In Affri v. Basch, — N.E.2d —-, 2009 WL 4030863 (November 24, 2009), the plaintiff was a neighbor of the defendant homeowner for whom he had previously provided handyman work. This time the plaintiff was performing renovation work including installing appliances. Plaintiff fell from a ladder while installing a vent on the roof and suffered injuries that required several surgeries.
The defendants moved for summary judgment contending that the situation fell under the one or two-family dwelling exception of Labor Law 240(1) and 241(6). These sections except from its provisions owners of one and two-family dwellings who contract for but do not direct or control the work. The issue in the case was whether in inducing the plaintiff to install the vent through the roof from which he fell rather than through a window, the defendant homeowner had directed the manner and means of the plaintiffs work.

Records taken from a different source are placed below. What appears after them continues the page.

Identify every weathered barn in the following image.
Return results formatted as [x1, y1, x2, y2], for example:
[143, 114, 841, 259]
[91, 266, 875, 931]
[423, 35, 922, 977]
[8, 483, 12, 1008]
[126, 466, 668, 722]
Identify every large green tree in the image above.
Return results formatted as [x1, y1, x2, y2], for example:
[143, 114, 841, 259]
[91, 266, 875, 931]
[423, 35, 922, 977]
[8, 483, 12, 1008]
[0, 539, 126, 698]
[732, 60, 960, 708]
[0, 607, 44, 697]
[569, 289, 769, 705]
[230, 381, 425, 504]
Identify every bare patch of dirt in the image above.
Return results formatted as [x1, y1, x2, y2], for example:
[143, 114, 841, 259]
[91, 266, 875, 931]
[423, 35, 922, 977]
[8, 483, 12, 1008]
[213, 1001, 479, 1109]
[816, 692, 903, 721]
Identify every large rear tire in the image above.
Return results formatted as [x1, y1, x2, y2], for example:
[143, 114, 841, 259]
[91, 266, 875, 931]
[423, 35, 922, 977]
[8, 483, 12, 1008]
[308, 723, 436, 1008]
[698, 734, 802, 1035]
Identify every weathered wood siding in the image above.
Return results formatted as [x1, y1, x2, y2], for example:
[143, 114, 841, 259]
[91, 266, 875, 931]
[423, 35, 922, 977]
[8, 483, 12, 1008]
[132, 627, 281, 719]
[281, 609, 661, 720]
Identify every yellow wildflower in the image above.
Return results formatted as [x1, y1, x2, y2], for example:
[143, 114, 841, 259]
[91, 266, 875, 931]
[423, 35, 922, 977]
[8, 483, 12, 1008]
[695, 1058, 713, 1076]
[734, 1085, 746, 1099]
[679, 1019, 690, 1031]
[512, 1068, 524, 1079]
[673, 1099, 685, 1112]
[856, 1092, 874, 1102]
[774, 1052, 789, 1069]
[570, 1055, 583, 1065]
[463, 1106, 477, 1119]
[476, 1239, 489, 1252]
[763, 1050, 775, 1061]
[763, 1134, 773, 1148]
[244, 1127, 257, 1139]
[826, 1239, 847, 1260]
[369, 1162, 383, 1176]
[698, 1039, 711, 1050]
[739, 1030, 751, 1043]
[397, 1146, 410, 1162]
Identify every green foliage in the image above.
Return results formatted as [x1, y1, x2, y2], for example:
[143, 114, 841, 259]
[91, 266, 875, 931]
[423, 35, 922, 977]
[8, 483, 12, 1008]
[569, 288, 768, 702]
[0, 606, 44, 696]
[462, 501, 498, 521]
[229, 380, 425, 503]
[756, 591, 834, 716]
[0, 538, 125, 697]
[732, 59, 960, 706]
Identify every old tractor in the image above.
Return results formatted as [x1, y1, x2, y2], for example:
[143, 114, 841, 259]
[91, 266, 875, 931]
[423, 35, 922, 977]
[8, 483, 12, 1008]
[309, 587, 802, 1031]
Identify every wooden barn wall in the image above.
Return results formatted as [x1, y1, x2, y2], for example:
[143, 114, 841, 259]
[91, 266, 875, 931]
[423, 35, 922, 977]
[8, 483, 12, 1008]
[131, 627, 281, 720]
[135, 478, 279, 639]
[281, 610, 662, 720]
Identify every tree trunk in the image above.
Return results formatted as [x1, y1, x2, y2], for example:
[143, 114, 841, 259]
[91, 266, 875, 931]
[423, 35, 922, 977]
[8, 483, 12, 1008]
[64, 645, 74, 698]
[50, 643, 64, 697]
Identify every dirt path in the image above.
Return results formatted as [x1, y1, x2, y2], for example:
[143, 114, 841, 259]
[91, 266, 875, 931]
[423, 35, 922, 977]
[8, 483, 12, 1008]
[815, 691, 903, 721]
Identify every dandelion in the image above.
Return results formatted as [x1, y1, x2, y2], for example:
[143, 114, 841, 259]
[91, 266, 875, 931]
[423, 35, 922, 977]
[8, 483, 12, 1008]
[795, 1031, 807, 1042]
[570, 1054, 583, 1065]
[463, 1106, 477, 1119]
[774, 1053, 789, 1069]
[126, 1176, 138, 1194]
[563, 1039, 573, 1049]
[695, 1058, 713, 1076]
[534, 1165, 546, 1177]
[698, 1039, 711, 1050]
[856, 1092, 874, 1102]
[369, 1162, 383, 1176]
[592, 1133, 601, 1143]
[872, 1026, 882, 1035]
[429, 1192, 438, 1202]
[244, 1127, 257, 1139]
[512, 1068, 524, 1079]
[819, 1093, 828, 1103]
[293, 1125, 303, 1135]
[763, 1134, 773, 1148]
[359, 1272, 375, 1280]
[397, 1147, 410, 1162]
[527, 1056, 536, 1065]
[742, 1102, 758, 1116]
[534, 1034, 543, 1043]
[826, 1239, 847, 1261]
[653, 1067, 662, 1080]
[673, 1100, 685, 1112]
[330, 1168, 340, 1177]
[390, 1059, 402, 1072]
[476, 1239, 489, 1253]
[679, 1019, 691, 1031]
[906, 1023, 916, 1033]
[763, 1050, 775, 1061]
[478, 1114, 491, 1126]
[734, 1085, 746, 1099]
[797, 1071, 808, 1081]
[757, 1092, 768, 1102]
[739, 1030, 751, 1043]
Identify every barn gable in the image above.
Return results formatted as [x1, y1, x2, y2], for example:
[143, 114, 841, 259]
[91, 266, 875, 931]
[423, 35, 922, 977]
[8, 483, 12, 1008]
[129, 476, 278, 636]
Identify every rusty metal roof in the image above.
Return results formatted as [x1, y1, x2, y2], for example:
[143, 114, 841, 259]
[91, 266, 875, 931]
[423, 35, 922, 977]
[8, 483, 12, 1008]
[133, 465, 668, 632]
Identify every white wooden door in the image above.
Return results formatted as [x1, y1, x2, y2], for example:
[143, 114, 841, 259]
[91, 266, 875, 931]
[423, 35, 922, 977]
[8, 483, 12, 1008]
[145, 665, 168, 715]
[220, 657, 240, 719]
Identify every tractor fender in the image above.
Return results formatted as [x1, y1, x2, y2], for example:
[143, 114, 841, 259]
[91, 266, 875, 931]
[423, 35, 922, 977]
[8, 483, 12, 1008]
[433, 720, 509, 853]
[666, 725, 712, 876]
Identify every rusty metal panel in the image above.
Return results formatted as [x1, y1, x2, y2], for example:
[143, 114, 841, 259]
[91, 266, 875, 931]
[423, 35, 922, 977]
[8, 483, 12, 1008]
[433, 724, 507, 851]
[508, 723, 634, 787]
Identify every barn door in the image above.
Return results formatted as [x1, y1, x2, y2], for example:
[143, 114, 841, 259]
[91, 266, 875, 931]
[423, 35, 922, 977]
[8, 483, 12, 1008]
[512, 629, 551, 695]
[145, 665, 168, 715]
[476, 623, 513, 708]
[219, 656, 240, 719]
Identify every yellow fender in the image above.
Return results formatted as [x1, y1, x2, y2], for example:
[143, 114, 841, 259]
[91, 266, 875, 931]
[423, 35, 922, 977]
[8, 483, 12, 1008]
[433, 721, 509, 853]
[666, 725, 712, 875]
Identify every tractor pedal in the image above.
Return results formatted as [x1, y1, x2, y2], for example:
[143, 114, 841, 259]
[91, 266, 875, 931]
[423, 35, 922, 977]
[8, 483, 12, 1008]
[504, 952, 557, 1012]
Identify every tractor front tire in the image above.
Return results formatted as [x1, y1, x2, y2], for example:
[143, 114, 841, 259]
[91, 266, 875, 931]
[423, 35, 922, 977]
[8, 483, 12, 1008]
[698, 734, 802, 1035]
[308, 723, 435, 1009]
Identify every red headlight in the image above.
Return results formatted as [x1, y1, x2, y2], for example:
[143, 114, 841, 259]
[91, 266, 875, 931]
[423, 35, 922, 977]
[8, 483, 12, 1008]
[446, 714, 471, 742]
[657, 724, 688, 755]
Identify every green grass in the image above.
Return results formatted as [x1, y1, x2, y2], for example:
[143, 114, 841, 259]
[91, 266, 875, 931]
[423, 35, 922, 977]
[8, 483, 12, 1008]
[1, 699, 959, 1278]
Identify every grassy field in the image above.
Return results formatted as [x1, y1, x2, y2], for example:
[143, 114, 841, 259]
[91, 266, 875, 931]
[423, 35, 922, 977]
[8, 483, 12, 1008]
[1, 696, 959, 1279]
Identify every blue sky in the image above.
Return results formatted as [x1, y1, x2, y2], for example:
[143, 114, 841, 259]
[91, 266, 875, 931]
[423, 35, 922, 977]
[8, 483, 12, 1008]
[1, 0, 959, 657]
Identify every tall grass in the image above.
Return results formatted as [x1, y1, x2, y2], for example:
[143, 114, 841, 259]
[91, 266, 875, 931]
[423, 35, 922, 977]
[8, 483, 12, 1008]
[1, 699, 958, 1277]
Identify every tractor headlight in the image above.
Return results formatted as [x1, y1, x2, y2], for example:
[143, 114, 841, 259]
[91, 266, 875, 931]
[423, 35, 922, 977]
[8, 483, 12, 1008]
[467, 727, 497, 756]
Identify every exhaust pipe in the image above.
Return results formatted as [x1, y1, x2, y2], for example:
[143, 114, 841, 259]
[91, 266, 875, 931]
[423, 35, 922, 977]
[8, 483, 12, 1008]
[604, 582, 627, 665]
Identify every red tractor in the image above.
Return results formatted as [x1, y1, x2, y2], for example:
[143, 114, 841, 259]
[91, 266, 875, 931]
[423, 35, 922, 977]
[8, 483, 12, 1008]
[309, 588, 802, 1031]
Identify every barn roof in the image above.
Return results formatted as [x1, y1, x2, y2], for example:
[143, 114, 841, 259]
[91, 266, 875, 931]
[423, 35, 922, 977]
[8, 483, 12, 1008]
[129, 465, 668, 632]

The majority decision, written by Hon. Eugene F. Pigott Jr., held that the direction to place a vent through the roof was simply an aesthetic decision. Defendants did nothing more than what any ordinary homeowner would do in deciding how they wanted the home to look upon completion. Further, defendants did not provide the plaintiff with any equipment or work materials, nor were they even present at the time plaintiff undertook the venting work. As in Lee v. Astoria Generating Co., L.P., discussed in Part 1 of this blog post, Chief Judge Lippman and Senior Associate Judge Ciparick dissented. Associate Judge Theodore T. Jones, who authored the majority opinion in Leeconcurred with the dissent in Affri.
In the view of the dissent, written by Chief Judge Lippman, plaintiff has at the very least raised an issue of fact as to whether defendants were directing and controlling his work. Defendants’ conduct could be found to be more extensive than expected of the typical homeowners renovating their home inasmuch as their activity involved changing the fundamental or structural nature of the work. The dissentcountered that even if the end result was an aesthetic change, that did not alter the fact that the homeowner had directed the manner and means of the work and there was an issue of fact whether defendants crossed the line from general supervision to exercising direction and control over plaintiff’s work.